I was talking with a friend and he said you have to have an Arizona State Trust Land Recreation Permit to hunt on State Trust Land. I was sure he was wrong. An Arizona Game and Fish Officer told me that the Arizona Hunting/Fishing License was a valid permit to hunt on Arizona State Trust Land, certainly a recreational use. Of course my friend insisted that I was wrong, and of course, I thought I was right. So I did some research, here is what I found:
Q: Why do I need a permit to go on State Trust land for recreation purposes and how do I obtain a recreational permit?
Arizona State Trust lands are not “public lands”, as are Federal lands under the management of the U.S. Forest Service or the Bureau of Land Management. Federal “public lands” are managed for the benefit and use of the public, while State Trust lands are managed for the benefit of 13 Trust beneficiaries, which include the public schools and prisons. The Land Department’s trust management responsibilities include requiring a permit or lease and charging a fee for use of Trust land. Exceptions to this requirement are licensed hunters and fishers, actively pursuing game or fish, in-season, and certain archaeological activities permitted by the Arizona State Museum.
The exception mentioned above is called the Sportsmen’s Exception. Lets flush out the Sportsmen’s Exception just a little bit. Arizona Cottontail Rabbits season is year around and they inhabit the entire state and can be taken with a .22 caliber firearm. If you posses an Arizona Hunting License and at least a .22 caliber firearm, you have the right to be on State Trust Land in the pursuit of the rascally rabbit.

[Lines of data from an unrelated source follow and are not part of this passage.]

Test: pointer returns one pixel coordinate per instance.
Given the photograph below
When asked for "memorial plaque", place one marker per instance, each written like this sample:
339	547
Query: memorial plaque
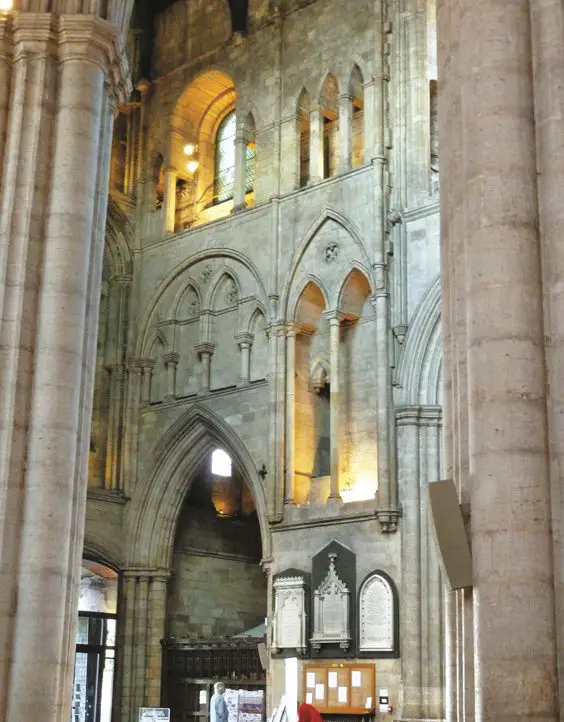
331	611
376	615
289	625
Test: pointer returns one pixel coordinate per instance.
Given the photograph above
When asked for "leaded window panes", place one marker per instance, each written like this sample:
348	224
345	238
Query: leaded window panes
225	159
250	168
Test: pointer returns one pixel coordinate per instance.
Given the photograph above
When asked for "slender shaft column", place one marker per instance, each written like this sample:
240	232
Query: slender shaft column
408	420
335	401
148	368
315	145
276	335
144	620
240	167
170	199
245	343
52	219
205	352
345	133
171	362
290	495
369	120
133	398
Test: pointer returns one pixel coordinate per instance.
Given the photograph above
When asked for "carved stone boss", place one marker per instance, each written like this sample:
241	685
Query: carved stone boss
289	627
376	615
331	611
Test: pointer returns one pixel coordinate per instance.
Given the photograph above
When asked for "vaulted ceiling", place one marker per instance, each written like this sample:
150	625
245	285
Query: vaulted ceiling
147	10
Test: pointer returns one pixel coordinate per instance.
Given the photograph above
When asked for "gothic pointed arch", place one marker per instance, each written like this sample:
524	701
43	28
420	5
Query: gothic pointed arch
177	456
328	215
353	293
146	324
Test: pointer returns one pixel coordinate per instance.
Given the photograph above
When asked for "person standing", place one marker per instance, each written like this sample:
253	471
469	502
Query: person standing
218	705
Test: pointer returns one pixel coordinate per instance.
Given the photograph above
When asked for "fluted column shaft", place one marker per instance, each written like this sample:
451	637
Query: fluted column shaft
345	132
170	199
52	220
290	495
240	166
315	145
144	617
335	402
547	21
508	481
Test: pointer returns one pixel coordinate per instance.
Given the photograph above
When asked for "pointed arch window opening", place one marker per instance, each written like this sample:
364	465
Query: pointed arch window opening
225	159
221	464
250	167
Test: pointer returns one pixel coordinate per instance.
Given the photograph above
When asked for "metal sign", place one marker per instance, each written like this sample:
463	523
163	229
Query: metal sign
154	714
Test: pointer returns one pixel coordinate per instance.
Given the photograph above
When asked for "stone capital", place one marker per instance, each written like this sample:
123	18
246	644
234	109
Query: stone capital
171	358
205	349
244	339
334	317
75	38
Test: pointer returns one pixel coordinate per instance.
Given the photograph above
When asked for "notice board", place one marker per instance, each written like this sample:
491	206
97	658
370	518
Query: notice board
339	687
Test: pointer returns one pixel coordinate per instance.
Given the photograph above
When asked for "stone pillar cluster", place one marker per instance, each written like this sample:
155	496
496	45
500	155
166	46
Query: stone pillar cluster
500	94
143	603
62	78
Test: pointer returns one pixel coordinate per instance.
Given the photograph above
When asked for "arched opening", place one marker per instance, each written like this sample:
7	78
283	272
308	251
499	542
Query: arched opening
216	605
224	175
329	109
250	140
356	92
358	402
202	150
303	115
96	635
312	393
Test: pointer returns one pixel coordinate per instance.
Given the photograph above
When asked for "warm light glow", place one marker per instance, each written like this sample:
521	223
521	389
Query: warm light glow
362	489
221	463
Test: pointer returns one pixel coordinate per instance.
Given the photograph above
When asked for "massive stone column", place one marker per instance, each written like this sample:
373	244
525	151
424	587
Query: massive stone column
492	245
66	77
547	20
143	609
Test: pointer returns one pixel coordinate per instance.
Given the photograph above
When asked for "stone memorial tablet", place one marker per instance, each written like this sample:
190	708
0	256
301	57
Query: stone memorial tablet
289	625
331	611
376	615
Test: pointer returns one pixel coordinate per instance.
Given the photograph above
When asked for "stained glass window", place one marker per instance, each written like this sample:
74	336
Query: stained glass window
225	159
250	168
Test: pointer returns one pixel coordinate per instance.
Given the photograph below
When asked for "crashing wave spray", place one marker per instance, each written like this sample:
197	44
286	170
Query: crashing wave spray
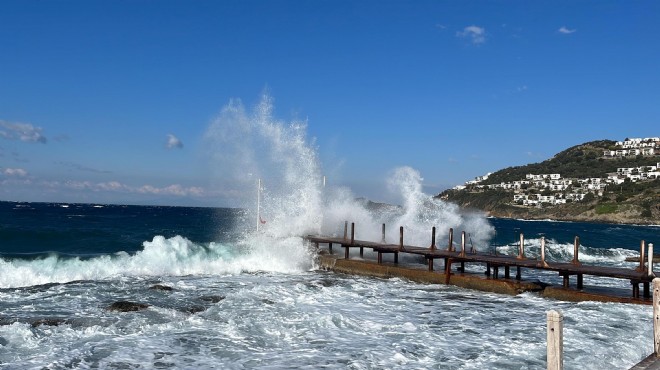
418	213
256	145
249	146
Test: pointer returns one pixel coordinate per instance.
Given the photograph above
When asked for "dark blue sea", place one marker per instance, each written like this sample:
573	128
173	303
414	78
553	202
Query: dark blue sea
219	295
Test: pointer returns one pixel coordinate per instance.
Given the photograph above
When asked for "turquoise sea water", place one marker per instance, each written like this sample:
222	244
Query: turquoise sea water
246	300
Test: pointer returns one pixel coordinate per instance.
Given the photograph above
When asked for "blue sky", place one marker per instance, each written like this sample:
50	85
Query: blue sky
108	101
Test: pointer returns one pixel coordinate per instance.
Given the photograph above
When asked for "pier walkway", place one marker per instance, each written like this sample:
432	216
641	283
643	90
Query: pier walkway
450	256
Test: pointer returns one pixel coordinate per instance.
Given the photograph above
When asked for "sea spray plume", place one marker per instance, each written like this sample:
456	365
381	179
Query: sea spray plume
248	146
421	212
418	213
176	256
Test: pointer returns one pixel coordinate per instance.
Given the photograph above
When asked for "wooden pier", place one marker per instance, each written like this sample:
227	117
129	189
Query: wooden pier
494	263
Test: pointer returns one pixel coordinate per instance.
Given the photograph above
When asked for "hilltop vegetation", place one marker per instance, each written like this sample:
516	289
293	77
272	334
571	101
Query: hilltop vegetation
627	202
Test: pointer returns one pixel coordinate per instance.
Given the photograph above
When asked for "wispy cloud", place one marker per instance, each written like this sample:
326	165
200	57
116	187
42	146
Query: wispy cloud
173	142
475	34
14	172
175	189
21	131
565	30
116	186
82	168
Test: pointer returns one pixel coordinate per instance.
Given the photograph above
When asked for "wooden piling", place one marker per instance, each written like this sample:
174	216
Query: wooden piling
432	247
555	340
576	246
642	249
521	248
543	263
651	260
451	240
352	233
656	316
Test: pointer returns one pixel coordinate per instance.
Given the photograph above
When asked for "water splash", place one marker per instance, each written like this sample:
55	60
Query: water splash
254	144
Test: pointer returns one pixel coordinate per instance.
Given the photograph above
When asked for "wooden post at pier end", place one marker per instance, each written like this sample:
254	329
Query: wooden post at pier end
432	247
555	340
352	233
451	240
521	248
543	263
576	247
642	250
462	245
651	260
656	317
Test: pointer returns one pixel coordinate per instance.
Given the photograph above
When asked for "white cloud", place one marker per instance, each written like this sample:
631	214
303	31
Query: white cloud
21	131
175	189
565	30
173	142
80	167
18	172
116	186
476	35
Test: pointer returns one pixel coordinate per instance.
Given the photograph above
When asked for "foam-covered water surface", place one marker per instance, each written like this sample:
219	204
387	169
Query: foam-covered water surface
205	289
306	320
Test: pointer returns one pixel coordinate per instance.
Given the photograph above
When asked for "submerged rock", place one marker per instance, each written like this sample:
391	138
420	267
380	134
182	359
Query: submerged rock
212	298
195	309
125	306
53	321
161	287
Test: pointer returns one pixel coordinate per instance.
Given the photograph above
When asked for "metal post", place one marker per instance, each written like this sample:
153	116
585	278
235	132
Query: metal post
576	246
656	316
555	340
642	249
543	263
451	240
521	248
432	247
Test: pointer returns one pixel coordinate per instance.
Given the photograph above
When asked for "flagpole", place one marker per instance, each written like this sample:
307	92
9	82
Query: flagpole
258	203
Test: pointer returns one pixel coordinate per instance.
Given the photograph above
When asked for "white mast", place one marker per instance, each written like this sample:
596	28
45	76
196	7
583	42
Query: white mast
258	203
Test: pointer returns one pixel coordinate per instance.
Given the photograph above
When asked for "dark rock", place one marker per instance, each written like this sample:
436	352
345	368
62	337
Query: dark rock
195	309
212	298
53	321
125	306
162	287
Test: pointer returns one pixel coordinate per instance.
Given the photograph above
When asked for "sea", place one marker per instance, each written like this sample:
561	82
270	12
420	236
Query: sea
222	295
238	288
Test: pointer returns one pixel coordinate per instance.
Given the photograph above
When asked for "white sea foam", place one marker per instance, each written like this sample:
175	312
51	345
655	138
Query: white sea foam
175	256
563	252
254	145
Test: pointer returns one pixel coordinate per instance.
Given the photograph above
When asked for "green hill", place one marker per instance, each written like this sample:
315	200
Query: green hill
627	202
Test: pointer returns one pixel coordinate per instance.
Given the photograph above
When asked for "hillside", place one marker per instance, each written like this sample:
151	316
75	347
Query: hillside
590	187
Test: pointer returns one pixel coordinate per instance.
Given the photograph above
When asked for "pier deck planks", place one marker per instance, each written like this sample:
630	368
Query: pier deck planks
494	261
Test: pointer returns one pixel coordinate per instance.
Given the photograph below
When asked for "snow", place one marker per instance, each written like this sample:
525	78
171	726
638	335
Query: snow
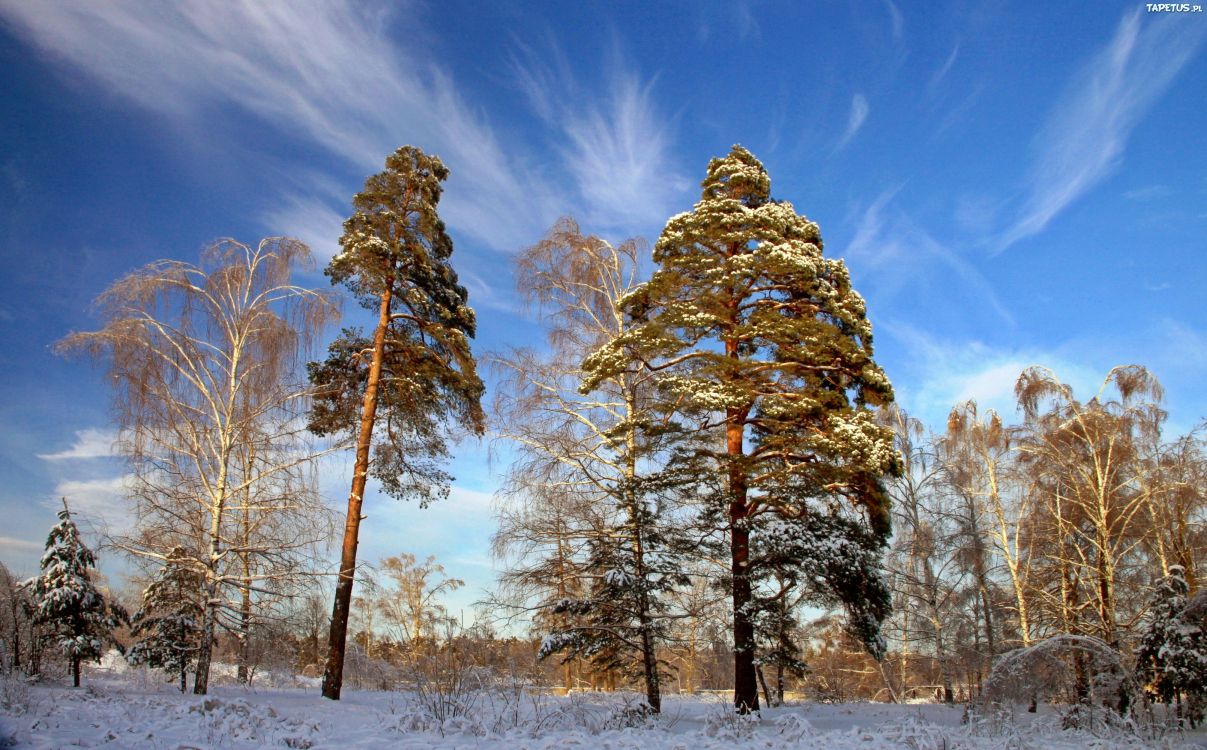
140	709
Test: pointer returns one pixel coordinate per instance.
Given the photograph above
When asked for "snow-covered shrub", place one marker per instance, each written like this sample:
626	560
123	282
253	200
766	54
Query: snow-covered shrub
729	726
13	693
915	734
1077	668
630	711
1172	656
794	727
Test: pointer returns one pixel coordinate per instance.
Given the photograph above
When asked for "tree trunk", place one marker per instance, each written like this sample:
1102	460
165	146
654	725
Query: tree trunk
333	675
745	681
767	691
244	675
636	523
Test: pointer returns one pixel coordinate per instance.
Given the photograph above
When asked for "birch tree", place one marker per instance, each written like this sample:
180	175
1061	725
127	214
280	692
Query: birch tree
1085	461
203	360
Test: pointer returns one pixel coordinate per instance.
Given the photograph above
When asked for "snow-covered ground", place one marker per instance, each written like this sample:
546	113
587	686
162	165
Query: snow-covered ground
136	710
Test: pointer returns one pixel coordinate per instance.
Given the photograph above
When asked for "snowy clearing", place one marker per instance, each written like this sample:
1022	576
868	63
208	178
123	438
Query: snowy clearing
135	711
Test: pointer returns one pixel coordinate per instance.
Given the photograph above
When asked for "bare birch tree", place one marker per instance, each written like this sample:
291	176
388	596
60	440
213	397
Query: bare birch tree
203	362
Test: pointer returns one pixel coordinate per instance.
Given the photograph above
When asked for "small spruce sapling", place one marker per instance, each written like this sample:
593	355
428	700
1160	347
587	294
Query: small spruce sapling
76	616
169	626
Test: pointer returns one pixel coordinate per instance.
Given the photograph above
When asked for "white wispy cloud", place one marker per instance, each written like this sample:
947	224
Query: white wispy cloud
855	120
1083	139
321	69
897	19
944	373
89	443
1149	192
309	219
942	73
617	146
100	503
901	255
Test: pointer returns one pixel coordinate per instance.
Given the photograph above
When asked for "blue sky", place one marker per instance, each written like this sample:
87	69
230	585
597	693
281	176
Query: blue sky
1010	184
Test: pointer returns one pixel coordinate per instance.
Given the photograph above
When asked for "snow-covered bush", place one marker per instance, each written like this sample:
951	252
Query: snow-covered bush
1073	668
1172	656
13	693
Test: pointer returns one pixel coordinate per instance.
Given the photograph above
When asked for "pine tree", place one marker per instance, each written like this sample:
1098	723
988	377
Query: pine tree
415	375
589	451
1172	655
76	615
759	335
170	623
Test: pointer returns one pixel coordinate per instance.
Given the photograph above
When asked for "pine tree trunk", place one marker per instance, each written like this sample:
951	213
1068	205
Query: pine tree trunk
636	523
745	681
767	691
333	675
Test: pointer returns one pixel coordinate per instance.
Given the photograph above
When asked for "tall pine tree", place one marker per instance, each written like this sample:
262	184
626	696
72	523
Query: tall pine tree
170	623
76	615
758	336
1172	655
417	372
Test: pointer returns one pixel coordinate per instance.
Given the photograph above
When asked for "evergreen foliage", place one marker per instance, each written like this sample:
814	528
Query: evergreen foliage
170	623
1172	655
756	333
417	367
76	616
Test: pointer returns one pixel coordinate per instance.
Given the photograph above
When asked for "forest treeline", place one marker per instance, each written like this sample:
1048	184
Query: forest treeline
709	483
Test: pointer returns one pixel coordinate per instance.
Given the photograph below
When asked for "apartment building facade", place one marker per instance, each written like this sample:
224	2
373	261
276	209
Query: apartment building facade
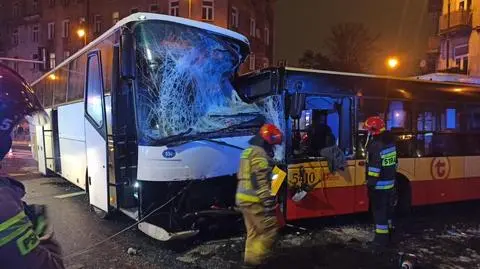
456	42
28	25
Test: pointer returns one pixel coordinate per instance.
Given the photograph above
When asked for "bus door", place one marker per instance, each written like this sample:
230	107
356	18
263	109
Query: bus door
41	158
325	192
96	135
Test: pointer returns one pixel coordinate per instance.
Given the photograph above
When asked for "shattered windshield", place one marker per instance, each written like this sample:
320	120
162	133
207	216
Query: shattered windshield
185	82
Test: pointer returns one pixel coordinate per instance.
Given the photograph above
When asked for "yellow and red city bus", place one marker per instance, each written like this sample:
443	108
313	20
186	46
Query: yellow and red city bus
437	126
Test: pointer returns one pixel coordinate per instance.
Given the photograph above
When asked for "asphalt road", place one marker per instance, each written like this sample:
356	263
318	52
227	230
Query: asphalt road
445	236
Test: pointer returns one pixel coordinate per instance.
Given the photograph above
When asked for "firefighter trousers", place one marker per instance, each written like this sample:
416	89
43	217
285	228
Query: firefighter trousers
383	209
262	233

My friend said well you can’t camp on State Trust Land, I said wait a minute if I am legally on State Trust land in the pursuit of the rascally rabbit and that pursuit carries over multiple days, you say I can’t fall asleep? That just doesn’t make sense to me. While the Sportsmen’s Exception does not exclusively say you can camp, it also does not exclude over night hunting trips(camping) on State Trust Land. I have never been on a big game hunt where we didn’t stay multiple nights maybe we were not good enough hunters. But, in my defense we usually arrived to the hunting grounds in the afternoon after a long drive. Well the first thing we do when we get there is to set up camp, but according to my friend we can’t do that. I am sorry but the hunt is already off to a bad start.
This summer I intend to scout areas for the fall Elk Hunt on horse back, I also expect that scouting trip will be over a couple of days. So, if asked by anybody I will simply say that I am in pursuit of the rascally rabbit and of course I will have at least a .22 caliber firearm with me.
Based on the Sportsmen’s Exception, I just can’t see a case where a hunter could be denied access to normally accessible State Trust Land. If hunting were specifically banned in that area I wouldn’t want to be there anyway.
So, if you have a valid Arizona Hunting License then Arizona State Trust Land is available for your use and enjoyment. I only ask that you be a good steward and clean up after yourself. Thanks!